Mas tiveram um dos principais papéis nessa época…
As mulheres tiveram um papel da maior importância na resistência. Foram decisivas no funcionamento do aparelho clandestino, estiveram na vanguarda de muitas greves, tiveram papel determinante na luta histórica pelo horário das 8 horas de trabalho nos campos em 1962, pelo que foram sujeitas a uma violência inaudita pela PIDE. Cerca de 3000 mulheres estão registadas como tendo estado nas cadeias do fascismo, algumas durante longos anos. Catarina Eufémia, assassinada quando, com outras mulheres de Baleizão reivindicavam melhores salários, tornou-se um símbolo da luta das mulheres contra o fascismo e pelos seus direitos, mas o número de mulheres assinadas pelo fascismo ascende a treze e cujos nomes constam no memorial do Museu de Peniche aos dedicado aos que morreram pela liberdade. As mulheres foi quem mais ganhou com a Revolução de Abril desde logo com a proclamação legal da igualdade homem/mulher. As mulheres resistentes são por direito próprio Cravos de Abril.

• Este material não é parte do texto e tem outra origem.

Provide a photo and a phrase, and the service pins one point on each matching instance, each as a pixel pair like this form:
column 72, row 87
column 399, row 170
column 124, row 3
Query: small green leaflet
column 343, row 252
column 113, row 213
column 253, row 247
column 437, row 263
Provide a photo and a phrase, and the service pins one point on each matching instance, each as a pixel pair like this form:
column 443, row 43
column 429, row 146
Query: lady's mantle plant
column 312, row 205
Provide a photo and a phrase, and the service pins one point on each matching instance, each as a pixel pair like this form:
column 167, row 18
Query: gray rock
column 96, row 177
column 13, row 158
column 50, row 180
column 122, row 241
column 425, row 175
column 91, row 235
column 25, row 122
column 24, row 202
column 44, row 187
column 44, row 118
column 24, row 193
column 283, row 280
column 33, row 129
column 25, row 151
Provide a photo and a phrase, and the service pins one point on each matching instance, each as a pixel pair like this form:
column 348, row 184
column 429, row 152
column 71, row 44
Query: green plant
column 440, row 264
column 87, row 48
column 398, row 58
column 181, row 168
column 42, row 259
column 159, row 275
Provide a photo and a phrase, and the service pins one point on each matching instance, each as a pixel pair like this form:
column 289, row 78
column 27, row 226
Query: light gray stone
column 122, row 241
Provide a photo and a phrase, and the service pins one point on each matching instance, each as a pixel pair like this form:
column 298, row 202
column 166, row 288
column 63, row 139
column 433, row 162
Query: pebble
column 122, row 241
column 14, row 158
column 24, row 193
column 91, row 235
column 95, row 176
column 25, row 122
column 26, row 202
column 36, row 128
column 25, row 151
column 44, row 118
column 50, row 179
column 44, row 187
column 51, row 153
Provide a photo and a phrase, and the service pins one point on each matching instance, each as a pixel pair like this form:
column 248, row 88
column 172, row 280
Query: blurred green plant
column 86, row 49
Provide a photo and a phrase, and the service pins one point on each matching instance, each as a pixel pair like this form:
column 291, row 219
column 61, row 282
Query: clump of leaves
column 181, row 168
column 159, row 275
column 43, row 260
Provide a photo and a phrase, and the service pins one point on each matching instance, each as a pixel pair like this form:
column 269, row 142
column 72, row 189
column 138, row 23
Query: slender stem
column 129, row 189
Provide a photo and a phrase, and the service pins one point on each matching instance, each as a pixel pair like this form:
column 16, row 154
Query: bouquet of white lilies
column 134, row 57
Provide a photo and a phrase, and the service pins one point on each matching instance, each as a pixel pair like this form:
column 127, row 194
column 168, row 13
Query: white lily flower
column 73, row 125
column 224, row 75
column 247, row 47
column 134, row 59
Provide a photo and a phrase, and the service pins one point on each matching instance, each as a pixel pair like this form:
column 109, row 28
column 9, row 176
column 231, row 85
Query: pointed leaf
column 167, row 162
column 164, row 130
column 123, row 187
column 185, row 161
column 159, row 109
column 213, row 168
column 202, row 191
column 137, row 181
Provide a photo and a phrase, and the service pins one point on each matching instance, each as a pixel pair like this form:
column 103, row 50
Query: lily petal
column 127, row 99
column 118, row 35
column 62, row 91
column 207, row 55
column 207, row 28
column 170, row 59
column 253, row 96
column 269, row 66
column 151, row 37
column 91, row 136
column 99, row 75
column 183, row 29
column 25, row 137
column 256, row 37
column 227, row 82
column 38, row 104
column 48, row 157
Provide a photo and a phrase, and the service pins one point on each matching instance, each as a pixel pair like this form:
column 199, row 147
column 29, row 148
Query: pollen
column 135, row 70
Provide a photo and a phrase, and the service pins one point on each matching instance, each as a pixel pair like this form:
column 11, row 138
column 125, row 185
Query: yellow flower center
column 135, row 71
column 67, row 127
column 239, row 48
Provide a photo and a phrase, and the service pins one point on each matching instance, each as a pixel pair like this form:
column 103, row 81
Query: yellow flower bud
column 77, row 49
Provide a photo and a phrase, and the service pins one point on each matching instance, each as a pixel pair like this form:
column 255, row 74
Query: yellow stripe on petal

O que recorda de São Pedro do Sul?
As recordações de São Pedro do Sul são muito marcadas pelos diferentes momentos em que aqui estive. Nasci em Negrelos, junto à estação do comboio. Com três anos fui viver para o Barreiro para onde o meu pai se deslocou com toda a numerosa família na esperança de melhorar as condições de vida. Daquela época quase só recordo a passagem do comboio uma grande atração para uma criança. Voltei a viver uns tempos em São Pedro aos 18 anos em casas de familiares, quando tive a tuberculose e os médicos recomendavam ares puros, coisa que não havia no Barreiro marcado pelo fumo das fábricas químicas. São Pedro tinha ares puros, mas a vida da maioria das pessoas era paupérrima, os apoios sociais nenhuns e as casas sem água, sem luz e sem saneamento básico. No entanto deixou marcas a fraternidade de pessoas que tinham tão pouco. Depois do 25 de Abril passei a vir regularmente a São Pedro do Sul e estadias prolongadas. Recordo o reencontro familiar no meio da alegria da liberdade que era vivido por boa parte da população, mas também a desconfiança ao verem uma comunista em carne e osso quando toda a vida lhes tinha sido dito que os comunistas comiam criancinhas ao pequeno-almoço. São Pedro do Sul sofreu enormes transformações com a Revolução de Abril em todas as áreas. O poder local democrático deu às populações a possibilidade de aceder a bens inimagináveis no fascismo.